İdealize edilen her şahsiyet şu veya bu oranda gerçek kişiliğinden koparılır. Gün geçtikçe de oran yükselir. O kimse artık bir mit, masal kahramanı, ütopik figür hâline getirilir. Fakat bu usûl ancak “sahte kahraman” üretmeye yarar.
Bir insanın hakiki mi yoksa sahte kahraman mı olduğunu ancak bilgi konusu hâline getirilip getirilemediğinden anlarız.

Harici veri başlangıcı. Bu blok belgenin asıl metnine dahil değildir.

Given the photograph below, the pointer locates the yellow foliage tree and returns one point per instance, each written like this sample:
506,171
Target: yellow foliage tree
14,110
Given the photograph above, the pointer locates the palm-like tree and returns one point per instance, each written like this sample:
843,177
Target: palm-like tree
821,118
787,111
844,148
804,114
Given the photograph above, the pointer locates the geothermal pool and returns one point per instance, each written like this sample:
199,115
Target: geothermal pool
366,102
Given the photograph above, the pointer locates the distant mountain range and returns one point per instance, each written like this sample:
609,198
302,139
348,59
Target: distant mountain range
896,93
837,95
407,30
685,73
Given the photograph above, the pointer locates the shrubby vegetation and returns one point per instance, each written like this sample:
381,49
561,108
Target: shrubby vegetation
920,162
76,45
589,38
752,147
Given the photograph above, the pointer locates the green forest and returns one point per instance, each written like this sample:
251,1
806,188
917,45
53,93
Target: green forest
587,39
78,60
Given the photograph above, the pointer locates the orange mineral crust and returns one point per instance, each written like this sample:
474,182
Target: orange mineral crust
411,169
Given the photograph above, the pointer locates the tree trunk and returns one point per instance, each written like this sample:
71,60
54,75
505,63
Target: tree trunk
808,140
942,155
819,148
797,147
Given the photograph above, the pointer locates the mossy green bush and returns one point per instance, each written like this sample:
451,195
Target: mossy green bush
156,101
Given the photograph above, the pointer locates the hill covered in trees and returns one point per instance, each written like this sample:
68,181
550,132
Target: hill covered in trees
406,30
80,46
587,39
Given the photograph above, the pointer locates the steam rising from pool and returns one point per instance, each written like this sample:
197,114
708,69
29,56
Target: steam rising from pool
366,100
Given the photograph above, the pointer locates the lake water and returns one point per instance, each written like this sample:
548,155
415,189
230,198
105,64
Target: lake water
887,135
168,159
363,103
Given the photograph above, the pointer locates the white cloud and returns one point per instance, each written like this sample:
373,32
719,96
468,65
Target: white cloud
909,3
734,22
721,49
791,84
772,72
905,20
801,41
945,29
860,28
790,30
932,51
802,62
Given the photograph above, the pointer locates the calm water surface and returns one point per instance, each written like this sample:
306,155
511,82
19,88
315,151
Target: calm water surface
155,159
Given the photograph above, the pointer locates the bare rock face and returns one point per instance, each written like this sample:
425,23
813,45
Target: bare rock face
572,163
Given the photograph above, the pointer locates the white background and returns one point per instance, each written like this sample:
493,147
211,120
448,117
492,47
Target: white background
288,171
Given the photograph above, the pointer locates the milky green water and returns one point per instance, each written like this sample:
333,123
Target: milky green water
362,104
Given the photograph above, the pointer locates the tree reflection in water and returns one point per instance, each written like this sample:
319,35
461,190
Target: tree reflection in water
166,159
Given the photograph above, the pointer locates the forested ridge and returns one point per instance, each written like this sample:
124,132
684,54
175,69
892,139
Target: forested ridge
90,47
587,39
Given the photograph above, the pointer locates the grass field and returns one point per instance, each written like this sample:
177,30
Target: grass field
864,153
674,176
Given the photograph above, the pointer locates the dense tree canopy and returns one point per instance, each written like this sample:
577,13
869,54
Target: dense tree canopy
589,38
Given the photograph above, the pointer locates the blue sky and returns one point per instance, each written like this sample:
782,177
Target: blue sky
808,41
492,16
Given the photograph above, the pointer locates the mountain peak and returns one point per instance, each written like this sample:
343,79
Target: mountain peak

Eğer insanlar bir kişi mevzubahis olduğunda tarihî hakikatlerden kaçıyor, halka açıklanması istenmeyen bir kısım hatıra ve icraatlarla karşılaşıyor, “halkından” bir kanun ile korunuyorsa, burada bilginin eşlik etmediği bir sevgi, o sevgi istikametinde bir kahramanlaştırma ve yine aynı cehalet nispetinde sahte kahramanlık var demektir.
İnsanları -artısıyla eksisiyle- olduğu gibi tanımadan, tanıdıktan sonra da sevgi ve nefret dairesinde hak ettiği yere koymadan gerçek kahramanları tespit edemez, modern hurafeler, ayinler, sirenler ve çelenkler içerisinde yaşar gideriz.